Según el organismo de socorro, gran parte de estas emergencias tienen su origen en quemas a cielo abierto de residuos vegetales, una práctica que, aunque muchas veces inicia de manera controlada, puede propagarse rápidamente por efecto del viento, las altas temperaturas y las condiciones del terreno, convirtiéndose en incendios de gran magnitud.
Las autoridades recordaron que, en la mayoría de los casos atendidos, al llegar al sitio de la emergencia no se encuentra ninguna persona responsable de la quema, lo que dificulta establecer el origen del incendio y retrasa las investigaciones sobre las causas de estos eventos.
Uno de los episodios más significativos ocurrió recientemente en la vereda Santa Bárbara, en la zona rural de Rionegro, donde un incendio consumió cerca de dos hectáreas de cobertura vegetal. La rápida intervención del personal operativo permitió controlar las llamas antes de que alcanzaran una mayor extensión y pusieran en riesgo viviendas cercanas.
El incremento de este tipo de emergencias coincide con condiciones climáticas que favorecen la propagación del fuego.

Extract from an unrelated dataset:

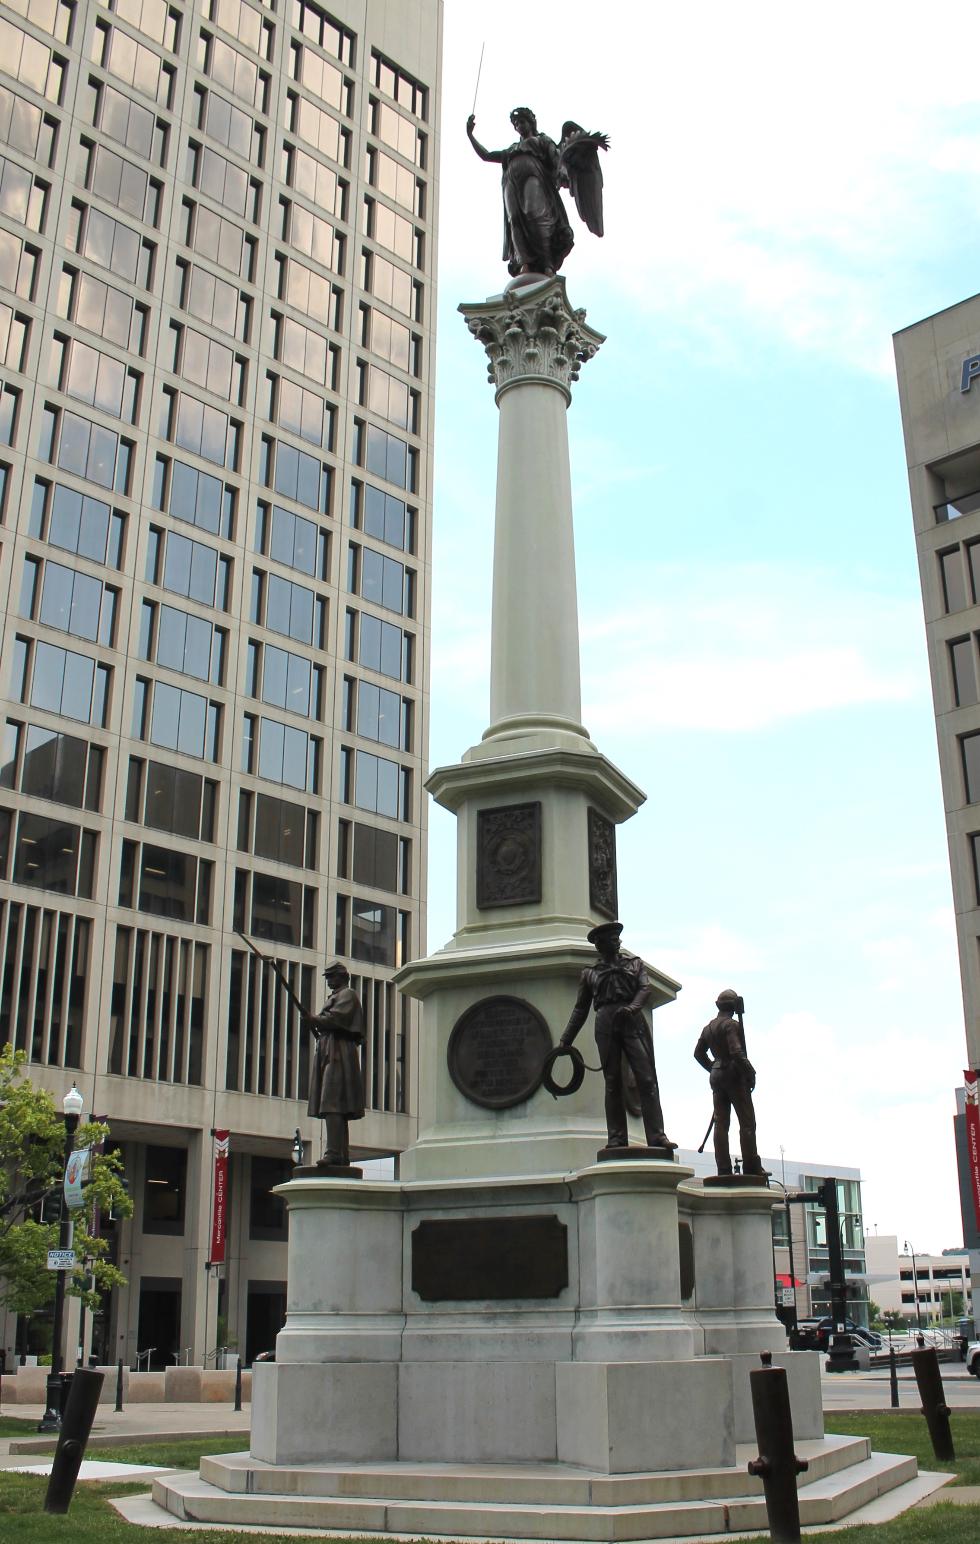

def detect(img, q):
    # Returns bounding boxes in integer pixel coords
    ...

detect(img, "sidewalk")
[0,1400,251,1460]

De acuerdo con el Instituto de Hidrología, Meteorología y Estudios Ambientales (Ideam), durante las temporadas secas la disminución de las lluvias, el aumento de la temperatura y la reducción de la humedad en la vegetación incrementan significativamente la probabilidad de incendios de cobertura vegetal, especialmente cuando existe intervención humana mediante quemas o el manejo inadecuado del fuego.
Ante este panorama, el Cuerpo de Bomberos Voluntarios de Rionegro hizo un llamado a la ciudadanía para abstenerse de realizar quemas a cielo abierto, especialmente de residuos vegetales, recordando que esta práctica está prohibida y representa un riesgo para la vida, la biodiversidad y los recursos naturales del municipio.
La institución también pidió a la comunidad evitar arrojar colillas de cigarrillo, fósforos o cualquier elemento incandescente en zonas con vegetación, así como reportar de inmediato cualquier conato de incendio o actividad sospechosa relacionada con quemas ilegales.
Las emergencias pueden ser reportadas a través de las líneas 310 831 7797 o (604) 444 3139. Para los organismos de socorro, la prevención y la reacción oportuna de la ciudadanía continúan siendo las herramientas más efectivas para evitar que un pequeño foco de fuego se convierta en una emergencia de grandes proporciones.